Partitioned methods for coupled problems rely on data transfers between subdomains to synchronize the subdomain equations and enable their independent solution. By treating each subproblem as a separate entity, these methods enable code reuse, increase concurrency and provide a convenient framework for plug-and-play multiphysics simulations. However, accuracy and stability of partitioned methods depends critically on the type of information exchanged between the subproblems.
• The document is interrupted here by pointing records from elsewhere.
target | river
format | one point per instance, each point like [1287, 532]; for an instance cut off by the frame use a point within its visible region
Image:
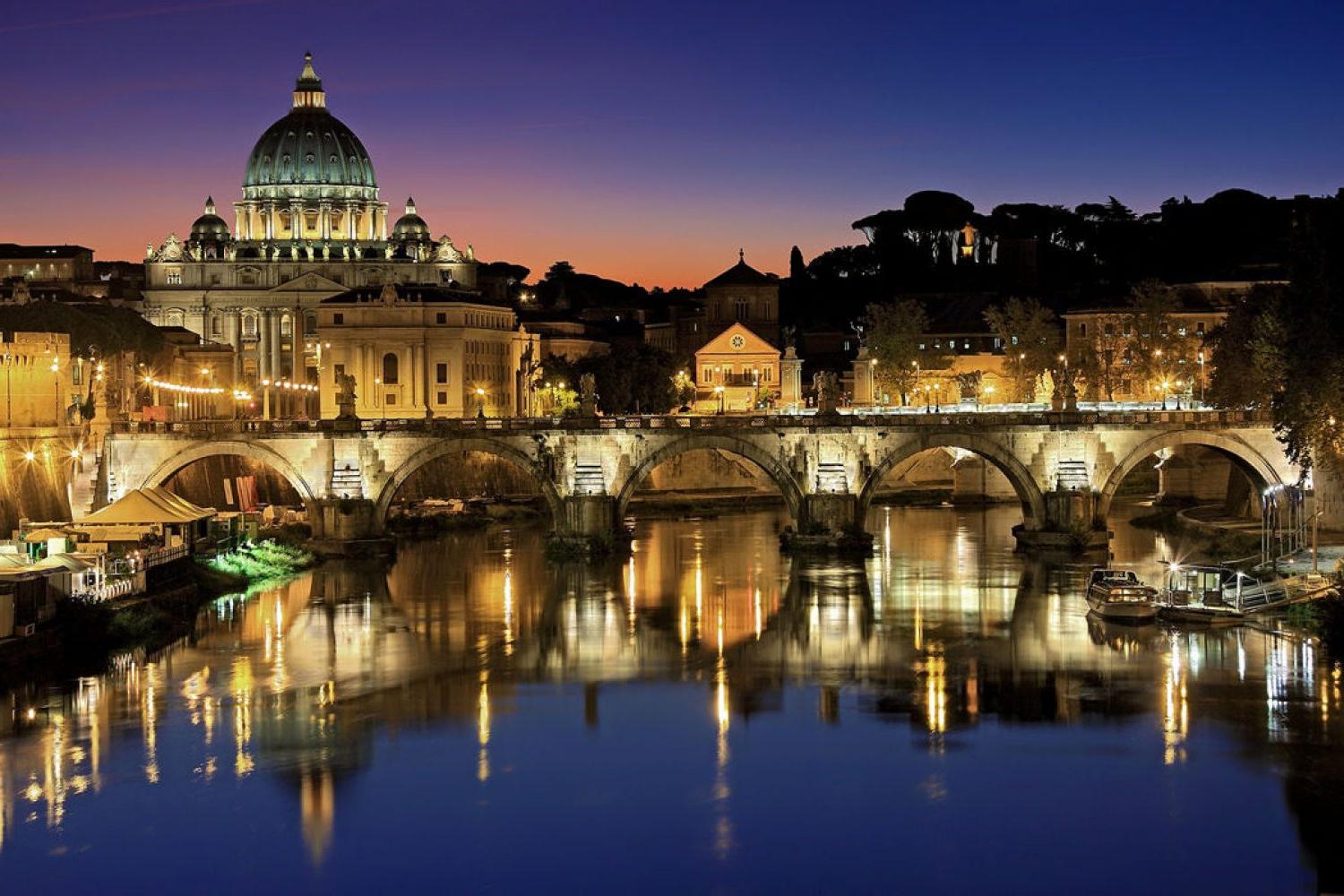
[709, 715]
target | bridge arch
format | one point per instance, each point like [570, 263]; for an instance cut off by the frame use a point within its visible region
[1018, 474]
[769, 463]
[1242, 455]
[494, 447]
[250, 450]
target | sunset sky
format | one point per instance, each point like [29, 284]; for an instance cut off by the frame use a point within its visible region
[650, 142]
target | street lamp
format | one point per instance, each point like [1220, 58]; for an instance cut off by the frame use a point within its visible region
[1201, 378]
[56, 389]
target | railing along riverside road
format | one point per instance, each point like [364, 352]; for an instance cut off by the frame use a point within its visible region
[866, 421]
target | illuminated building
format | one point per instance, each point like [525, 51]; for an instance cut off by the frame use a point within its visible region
[424, 351]
[309, 226]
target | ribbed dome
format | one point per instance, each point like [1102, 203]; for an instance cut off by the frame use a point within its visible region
[209, 226]
[309, 148]
[410, 226]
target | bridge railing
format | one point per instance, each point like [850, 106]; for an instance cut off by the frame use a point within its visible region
[868, 419]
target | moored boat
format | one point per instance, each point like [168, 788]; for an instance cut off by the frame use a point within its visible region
[1120, 595]
[1201, 594]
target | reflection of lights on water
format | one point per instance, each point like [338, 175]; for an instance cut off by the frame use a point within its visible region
[483, 729]
[723, 825]
[755, 610]
[935, 694]
[1175, 707]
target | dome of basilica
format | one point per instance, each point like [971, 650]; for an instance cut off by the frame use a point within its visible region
[309, 150]
[209, 226]
[410, 228]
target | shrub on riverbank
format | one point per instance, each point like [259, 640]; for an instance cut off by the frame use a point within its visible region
[266, 559]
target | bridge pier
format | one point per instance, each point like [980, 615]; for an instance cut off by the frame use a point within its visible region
[1070, 524]
[833, 511]
[347, 527]
[588, 525]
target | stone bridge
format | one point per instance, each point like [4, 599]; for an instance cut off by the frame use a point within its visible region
[1064, 466]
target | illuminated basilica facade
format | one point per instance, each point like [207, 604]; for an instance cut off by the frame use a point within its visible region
[309, 226]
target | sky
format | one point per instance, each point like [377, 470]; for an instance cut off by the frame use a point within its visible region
[650, 142]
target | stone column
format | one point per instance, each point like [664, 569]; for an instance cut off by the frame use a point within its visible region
[233, 336]
[296, 344]
[865, 390]
[790, 379]
[263, 370]
[277, 355]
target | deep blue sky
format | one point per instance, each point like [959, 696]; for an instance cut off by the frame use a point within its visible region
[650, 142]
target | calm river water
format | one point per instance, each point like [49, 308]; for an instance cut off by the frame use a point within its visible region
[706, 716]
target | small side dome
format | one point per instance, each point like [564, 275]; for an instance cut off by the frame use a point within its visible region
[410, 228]
[209, 226]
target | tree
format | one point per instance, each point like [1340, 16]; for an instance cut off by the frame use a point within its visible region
[1030, 336]
[629, 379]
[1309, 408]
[895, 338]
[1160, 352]
[797, 268]
[1246, 351]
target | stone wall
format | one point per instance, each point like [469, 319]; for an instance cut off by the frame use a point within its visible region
[32, 490]
[203, 482]
[703, 470]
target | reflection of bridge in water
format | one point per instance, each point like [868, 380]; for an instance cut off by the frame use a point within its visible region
[298, 683]
[1064, 468]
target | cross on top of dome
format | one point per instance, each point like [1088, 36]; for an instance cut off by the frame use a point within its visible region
[308, 88]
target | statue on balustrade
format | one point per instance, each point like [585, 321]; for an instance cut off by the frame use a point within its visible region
[828, 392]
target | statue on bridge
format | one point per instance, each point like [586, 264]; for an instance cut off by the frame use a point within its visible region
[588, 395]
[346, 397]
[828, 392]
[1064, 395]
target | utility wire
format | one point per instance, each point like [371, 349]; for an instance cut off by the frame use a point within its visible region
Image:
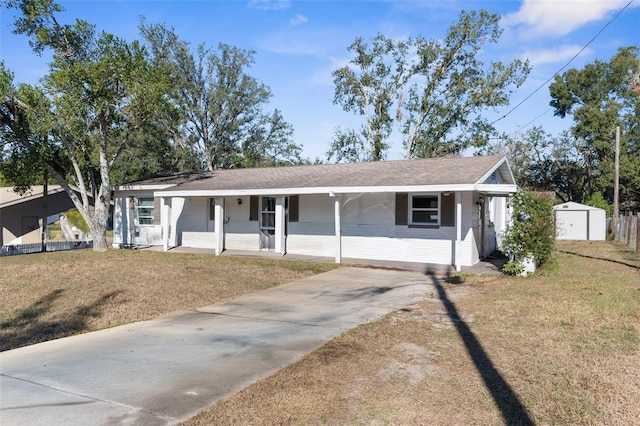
[565, 65]
[521, 128]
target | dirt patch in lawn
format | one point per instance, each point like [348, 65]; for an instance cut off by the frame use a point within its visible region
[52, 295]
[560, 347]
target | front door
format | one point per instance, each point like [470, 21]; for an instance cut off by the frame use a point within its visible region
[268, 223]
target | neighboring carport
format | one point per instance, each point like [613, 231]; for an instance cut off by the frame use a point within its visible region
[575, 221]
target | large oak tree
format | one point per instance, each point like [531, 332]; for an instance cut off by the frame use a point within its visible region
[222, 105]
[99, 94]
[600, 97]
[434, 90]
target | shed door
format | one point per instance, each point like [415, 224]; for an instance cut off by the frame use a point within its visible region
[571, 225]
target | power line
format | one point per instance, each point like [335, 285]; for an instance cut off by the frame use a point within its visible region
[519, 129]
[565, 65]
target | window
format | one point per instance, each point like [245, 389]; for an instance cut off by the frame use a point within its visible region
[424, 210]
[146, 207]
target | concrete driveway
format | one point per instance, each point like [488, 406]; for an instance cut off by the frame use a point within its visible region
[165, 370]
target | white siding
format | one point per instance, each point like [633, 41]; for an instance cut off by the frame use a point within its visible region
[199, 239]
[241, 234]
[369, 232]
[124, 221]
[312, 238]
[195, 215]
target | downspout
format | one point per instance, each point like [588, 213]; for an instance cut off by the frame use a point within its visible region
[165, 218]
[458, 255]
[219, 225]
[337, 221]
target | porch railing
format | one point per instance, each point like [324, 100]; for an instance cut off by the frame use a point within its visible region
[17, 249]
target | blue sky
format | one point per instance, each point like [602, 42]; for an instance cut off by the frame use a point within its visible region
[299, 43]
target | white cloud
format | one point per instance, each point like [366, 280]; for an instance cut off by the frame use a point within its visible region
[557, 18]
[299, 19]
[553, 55]
[270, 4]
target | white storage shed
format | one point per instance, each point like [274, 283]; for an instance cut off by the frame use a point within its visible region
[575, 221]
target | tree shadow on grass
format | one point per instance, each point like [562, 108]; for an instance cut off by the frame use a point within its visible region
[28, 326]
[506, 400]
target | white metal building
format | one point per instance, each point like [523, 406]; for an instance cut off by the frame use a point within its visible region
[575, 221]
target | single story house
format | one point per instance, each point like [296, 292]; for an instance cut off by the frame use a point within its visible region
[21, 215]
[575, 221]
[445, 211]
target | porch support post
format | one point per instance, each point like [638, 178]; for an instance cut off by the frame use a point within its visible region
[280, 237]
[219, 225]
[165, 219]
[337, 221]
[458, 254]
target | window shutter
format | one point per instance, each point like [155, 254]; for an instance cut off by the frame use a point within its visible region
[156, 211]
[448, 209]
[253, 207]
[294, 203]
[402, 205]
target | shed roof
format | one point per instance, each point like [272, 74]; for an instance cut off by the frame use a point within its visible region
[574, 206]
[8, 197]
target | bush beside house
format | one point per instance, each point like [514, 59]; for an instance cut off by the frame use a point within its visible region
[529, 240]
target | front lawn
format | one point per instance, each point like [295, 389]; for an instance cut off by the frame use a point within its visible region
[51, 295]
[561, 347]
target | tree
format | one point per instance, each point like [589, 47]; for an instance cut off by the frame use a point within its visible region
[221, 104]
[600, 97]
[369, 87]
[100, 93]
[439, 89]
[545, 163]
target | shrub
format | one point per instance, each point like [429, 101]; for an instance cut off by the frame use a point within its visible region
[75, 219]
[532, 228]
[513, 268]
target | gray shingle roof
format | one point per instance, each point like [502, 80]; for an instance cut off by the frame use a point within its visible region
[432, 171]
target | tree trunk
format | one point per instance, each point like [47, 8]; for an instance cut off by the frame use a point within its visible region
[98, 223]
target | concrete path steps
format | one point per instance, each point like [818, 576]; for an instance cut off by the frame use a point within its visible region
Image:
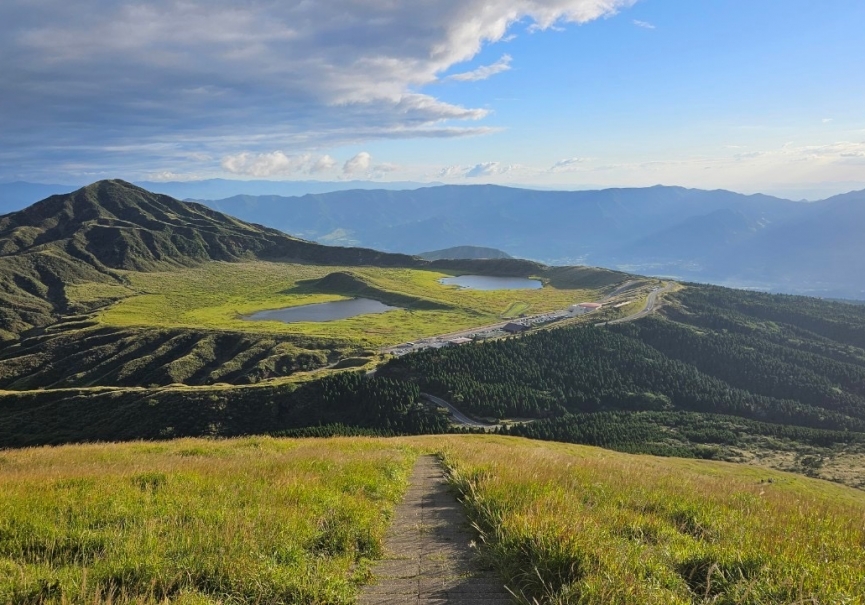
[428, 558]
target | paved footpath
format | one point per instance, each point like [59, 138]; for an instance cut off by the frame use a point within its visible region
[428, 560]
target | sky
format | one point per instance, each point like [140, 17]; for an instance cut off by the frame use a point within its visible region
[747, 95]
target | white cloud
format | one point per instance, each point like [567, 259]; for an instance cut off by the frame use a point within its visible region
[643, 24]
[568, 165]
[166, 175]
[275, 163]
[485, 169]
[216, 76]
[322, 164]
[359, 163]
[483, 72]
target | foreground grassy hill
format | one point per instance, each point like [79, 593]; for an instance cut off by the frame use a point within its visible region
[260, 520]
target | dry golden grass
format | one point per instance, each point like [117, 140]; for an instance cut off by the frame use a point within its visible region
[572, 524]
[240, 521]
[293, 521]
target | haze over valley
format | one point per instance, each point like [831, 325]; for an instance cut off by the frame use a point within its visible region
[357, 302]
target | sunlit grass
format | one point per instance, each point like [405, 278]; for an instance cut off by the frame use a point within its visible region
[241, 521]
[571, 524]
[220, 295]
[295, 521]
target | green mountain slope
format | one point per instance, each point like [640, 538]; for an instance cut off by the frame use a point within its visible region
[92, 234]
[464, 252]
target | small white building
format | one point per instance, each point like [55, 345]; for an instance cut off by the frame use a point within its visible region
[583, 308]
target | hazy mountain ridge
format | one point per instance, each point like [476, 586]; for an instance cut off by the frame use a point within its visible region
[717, 236]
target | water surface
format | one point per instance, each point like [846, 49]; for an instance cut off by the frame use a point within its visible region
[487, 282]
[339, 309]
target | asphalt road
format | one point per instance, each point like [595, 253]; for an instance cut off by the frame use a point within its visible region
[458, 416]
[651, 302]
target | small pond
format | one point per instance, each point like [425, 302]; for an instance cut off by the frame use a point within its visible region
[339, 309]
[486, 282]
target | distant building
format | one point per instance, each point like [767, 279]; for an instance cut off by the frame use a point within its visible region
[584, 308]
[515, 328]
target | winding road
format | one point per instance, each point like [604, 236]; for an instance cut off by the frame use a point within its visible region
[651, 303]
[648, 308]
[458, 416]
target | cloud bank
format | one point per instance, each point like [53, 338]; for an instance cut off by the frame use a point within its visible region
[165, 81]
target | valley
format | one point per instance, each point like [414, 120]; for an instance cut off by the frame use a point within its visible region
[302, 520]
[127, 323]
[677, 431]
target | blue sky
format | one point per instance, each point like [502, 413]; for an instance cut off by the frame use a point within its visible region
[750, 95]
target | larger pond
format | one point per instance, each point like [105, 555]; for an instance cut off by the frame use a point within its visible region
[339, 309]
[487, 282]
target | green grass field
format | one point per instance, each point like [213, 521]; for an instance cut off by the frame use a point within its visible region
[219, 295]
[296, 521]
[574, 524]
[194, 521]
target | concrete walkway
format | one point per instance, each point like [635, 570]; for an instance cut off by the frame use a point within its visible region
[428, 559]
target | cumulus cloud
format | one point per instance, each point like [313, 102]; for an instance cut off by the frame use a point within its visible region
[483, 72]
[323, 164]
[215, 76]
[485, 169]
[359, 163]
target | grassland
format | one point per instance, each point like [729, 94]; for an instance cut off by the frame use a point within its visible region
[219, 295]
[193, 521]
[572, 524]
[276, 521]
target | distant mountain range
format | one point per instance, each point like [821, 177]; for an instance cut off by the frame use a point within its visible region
[755, 241]
[19, 194]
[464, 253]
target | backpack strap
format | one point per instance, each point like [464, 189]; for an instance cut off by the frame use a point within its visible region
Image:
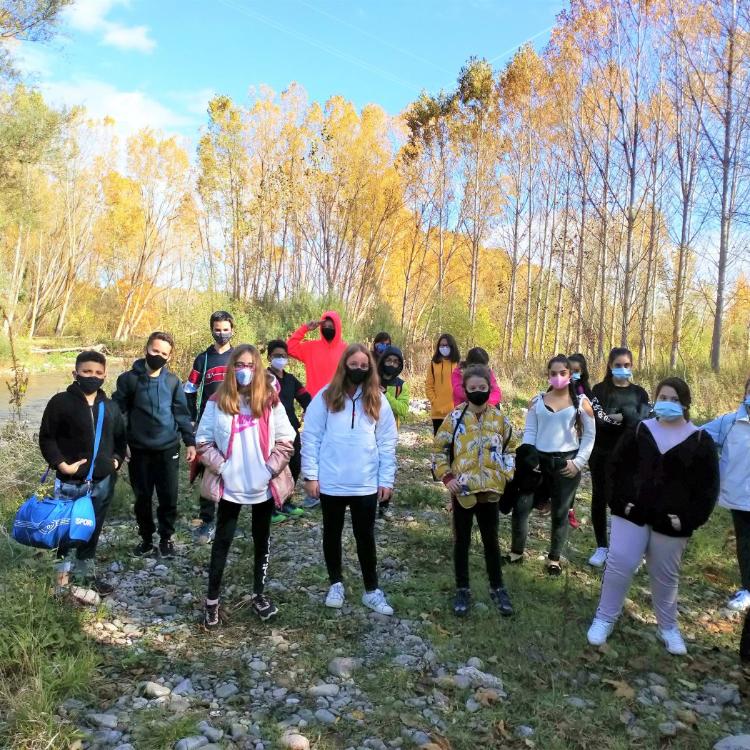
[451, 447]
[97, 441]
[199, 399]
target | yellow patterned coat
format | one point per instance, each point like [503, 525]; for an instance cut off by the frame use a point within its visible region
[481, 458]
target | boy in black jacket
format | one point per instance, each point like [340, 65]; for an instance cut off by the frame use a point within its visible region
[66, 440]
[204, 380]
[290, 390]
[152, 399]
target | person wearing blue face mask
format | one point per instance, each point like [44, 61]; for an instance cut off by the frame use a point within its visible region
[664, 482]
[731, 433]
[619, 405]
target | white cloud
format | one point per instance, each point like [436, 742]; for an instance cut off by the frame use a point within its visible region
[131, 110]
[90, 16]
[129, 37]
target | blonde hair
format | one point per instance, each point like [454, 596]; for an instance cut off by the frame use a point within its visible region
[262, 393]
[334, 395]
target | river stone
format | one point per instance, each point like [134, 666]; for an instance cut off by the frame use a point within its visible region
[155, 690]
[225, 690]
[295, 742]
[185, 687]
[344, 666]
[191, 743]
[108, 721]
[324, 716]
[324, 691]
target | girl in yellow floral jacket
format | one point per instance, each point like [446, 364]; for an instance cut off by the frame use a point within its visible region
[471, 459]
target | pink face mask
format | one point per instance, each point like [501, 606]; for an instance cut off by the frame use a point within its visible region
[559, 381]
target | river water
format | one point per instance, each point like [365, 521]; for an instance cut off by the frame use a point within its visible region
[42, 386]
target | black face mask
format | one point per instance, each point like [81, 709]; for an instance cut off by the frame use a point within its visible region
[155, 361]
[89, 384]
[356, 376]
[478, 397]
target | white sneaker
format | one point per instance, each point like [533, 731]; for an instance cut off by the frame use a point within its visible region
[599, 632]
[740, 601]
[673, 641]
[335, 598]
[376, 601]
[599, 557]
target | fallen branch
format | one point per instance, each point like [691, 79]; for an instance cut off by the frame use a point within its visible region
[86, 348]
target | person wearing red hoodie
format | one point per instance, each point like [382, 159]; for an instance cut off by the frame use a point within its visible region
[320, 356]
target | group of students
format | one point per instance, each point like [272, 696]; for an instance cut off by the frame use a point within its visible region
[655, 470]
[659, 474]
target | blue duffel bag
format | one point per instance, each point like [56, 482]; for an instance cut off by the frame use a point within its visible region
[48, 522]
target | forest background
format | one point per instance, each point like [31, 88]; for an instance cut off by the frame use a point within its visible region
[588, 195]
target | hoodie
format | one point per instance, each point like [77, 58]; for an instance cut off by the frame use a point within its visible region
[67, 434]
[396, 389]
[155, 408]
[320, 357]
[348, 452]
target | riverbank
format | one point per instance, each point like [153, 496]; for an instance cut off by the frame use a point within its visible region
[137, 672]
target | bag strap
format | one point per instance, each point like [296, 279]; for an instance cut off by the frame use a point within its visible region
[451, 447]
[199, 400]
[97, 440]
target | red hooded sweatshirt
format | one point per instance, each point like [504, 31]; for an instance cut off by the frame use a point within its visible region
[319, 356]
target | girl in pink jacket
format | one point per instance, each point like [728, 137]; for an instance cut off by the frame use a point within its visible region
[475, 356]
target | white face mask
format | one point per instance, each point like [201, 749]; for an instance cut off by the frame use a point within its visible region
[279, 363]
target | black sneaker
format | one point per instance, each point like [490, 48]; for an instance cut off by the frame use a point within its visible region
[145, 549]
[502, 601]
[554, 568]
[211, 616]
[462, 602]
[166, 548]
[264, 607]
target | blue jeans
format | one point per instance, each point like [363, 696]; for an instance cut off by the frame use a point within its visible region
[101, 496]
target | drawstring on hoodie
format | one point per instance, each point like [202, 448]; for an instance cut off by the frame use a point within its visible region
[354, 402]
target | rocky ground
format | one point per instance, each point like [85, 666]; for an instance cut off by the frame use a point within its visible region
[354, 679]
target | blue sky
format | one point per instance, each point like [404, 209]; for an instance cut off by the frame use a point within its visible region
[157, 62]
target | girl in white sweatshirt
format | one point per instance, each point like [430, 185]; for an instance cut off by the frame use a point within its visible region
[349, 460]
[560, 425]
[245, 441]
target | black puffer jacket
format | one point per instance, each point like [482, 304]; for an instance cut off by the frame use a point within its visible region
[683, 482]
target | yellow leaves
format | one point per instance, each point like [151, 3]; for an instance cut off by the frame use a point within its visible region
[622, 689]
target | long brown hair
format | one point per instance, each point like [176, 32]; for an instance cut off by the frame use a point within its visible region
[262, 393]
[334, 395]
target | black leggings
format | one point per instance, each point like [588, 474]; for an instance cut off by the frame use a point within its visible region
[363, 510]
[488, 520]
[598, 468]
[741, 520]
[562, 492]
[226, 524]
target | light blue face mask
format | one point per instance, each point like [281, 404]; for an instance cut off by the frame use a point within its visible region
[622, 372]
[668, 410]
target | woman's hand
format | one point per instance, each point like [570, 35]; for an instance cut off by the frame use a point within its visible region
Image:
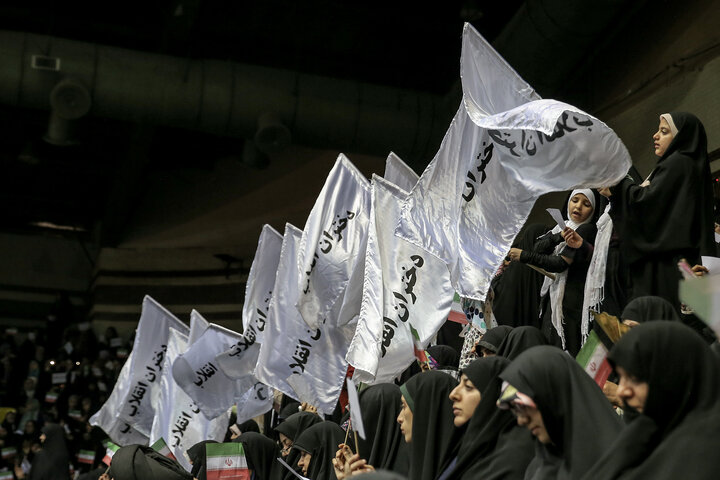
[306, 407]
[572, 238]
[700, 270]
[514, 254]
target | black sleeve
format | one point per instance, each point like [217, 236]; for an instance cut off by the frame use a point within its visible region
[588, 232]
[550, 263]
[547, 243]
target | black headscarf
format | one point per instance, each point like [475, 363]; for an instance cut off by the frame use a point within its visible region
[674, 213]
[261, 454]
[577, 416]
[494, 445]
[519, 340]
[676, 434]
[384, 446]
[135, 462]
[648, 308]
[198, 457]
[52, 461]
[249, 426]
[289, 409]
[446, 356]
[293, 426]
[321, 441]
[494, 337]
[434, 436]
[517, 289]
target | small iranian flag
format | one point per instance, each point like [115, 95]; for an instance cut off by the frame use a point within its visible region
[420, 352]
[110, 450]
[226, 461]
[161, 447]
[8, 452]
[86, 456]
[593, 358]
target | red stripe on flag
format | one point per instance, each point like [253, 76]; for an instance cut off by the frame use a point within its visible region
[603, 373]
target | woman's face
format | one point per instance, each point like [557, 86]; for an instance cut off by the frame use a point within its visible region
[579, 208]
[632, 391]
[465, 398]
[662, 138]
[286, 444]
[531, 418]
[304, 461]
[405, 420]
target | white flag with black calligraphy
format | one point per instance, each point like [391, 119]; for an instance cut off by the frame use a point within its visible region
[197, 372]
[256, 401]
[136, 409]
[404, 285]
[332, 239]
[260, 282]
[399, 173]
[303, 363]
[178, 420]
[121, 433]
[504, 149]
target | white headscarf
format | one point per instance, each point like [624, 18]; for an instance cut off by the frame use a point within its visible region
[557, 287]
[595, 279]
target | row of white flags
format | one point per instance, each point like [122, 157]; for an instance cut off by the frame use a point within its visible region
[373, 273]
[178, 384]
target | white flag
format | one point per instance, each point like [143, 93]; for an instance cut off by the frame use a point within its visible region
[148, 353]
[260, 282]
[177, 419]
[303, 363]
[197, 373]
[331, 241]
[399, 173]
[198, 325]
[404, 285]
[501, 152]
[121, 433]
[256, 401]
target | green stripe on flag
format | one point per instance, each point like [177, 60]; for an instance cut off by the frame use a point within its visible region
[223, 449]
[587, 351]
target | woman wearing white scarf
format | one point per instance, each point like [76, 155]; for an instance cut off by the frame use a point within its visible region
[562, 307]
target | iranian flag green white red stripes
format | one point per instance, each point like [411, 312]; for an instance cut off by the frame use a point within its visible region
[86, 456]
[161, 447]
[110, 449]
[457, 314]
[8, 452]
[226, 461]
[593, 358]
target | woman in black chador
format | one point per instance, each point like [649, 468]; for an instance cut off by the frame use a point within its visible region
[669, 216]
[562, 320]
[669, 385]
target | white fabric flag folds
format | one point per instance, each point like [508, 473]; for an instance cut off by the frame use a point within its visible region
[121, 433]
[399, 173]
[260, 282]
[504, 149]
[133, 407]
[404, 285]
[178, 420]
[256, 401]
[304, 363]
[198, 374]
[331, 241]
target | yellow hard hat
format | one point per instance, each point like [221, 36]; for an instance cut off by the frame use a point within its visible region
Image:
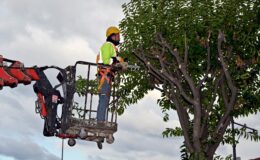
[112, 30]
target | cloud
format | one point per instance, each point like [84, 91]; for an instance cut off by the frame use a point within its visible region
[24, 149]
[60, 33]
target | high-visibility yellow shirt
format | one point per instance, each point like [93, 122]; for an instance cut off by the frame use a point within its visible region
[107, 51]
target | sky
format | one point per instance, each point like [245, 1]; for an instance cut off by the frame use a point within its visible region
[61, 32]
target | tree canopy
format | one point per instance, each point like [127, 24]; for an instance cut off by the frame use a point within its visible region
[204, 58]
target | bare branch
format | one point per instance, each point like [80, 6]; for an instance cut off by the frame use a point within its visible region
[184, 121]
[186, 51]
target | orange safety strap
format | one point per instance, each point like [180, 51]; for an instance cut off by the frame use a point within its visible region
[103, 72]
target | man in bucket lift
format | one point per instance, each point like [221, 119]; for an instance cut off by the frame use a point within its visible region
[107, 56]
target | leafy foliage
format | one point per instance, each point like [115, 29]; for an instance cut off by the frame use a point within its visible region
[166, 35]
The exchange mechanisms can vary from minimally intrusive remap across interfaces to more accurate but also more intrusive and expensive estimates of the necessary information based on monolithic formulations of the coupled system. These transfer mechanisms are separated by accuracy, performance and intrusiveness gaps that tend to limit the scope of the resulting partitioned methods to specific simulation scenarios. Data-driven system identification techniques provide an opportunity to close these gaps by enabling the construction of accurate, computationally efficient and minimally intrusive data transfer surrogates. This approach shifts the principal computational burden to an offline phase, leaving the application of the surrogate as the sole additional cost during the online simulation phase. In this paper we formulate and demonstrate such a \emph{dynamic flux surrogate-based} partitioned method for a model advection-diffusion transmission problem by using Dynamic Mode Decomposition (DMD) to learn the dynamics of the interface flux from data. The accuracy of the resulting DMD flux surrogate is comparable to that of a dual Schur complement reconstruction, yet its application cost is significantly lower. Numerical results confirm the attractive properties of the new partitioned approach.

翻译：耦合问题的分区方法依赖于子域间的数据传输来同步子域方程并支持其独立求解。通过将每个子问题视为独立实体，这些方法能够实现代码复用、提升并行性，并为即插即用的多物理场模拟提供便捷框架。然而，分区方法的精度和稳定性关键取决于子问题间交换的信息类型。交换机制可从最小侵入性的跨界面重映射，到基于耦合系统整体公式的更精确但侵入性和计算成本更高的必要信息估计，形式多样。这些交换机制在精度、性能和侵入性方面存在差异，往往使得所得分区方法的适用范围局限于特定模拟场景。数据驱动的系统辨识技术可通过构建精确、计算高效且最小侵入性的数据传输代理，为弥合这些差距提供契机。该方法将主要计算负担转移至离线阶段，使代理应用成为在线模拟阶段唯一的额外成本。本文针对模型对流扩散传输问题，基于动态模态分解（DMD）从数据中学习界面通量动力学，提出并验证了一种基于动态通量代理的分区方法。所得DMD通量代理的精度与对偶Schur补重构方法相当，但其应用成本显著降低。数值结果验证了该新分区方法的优良特性。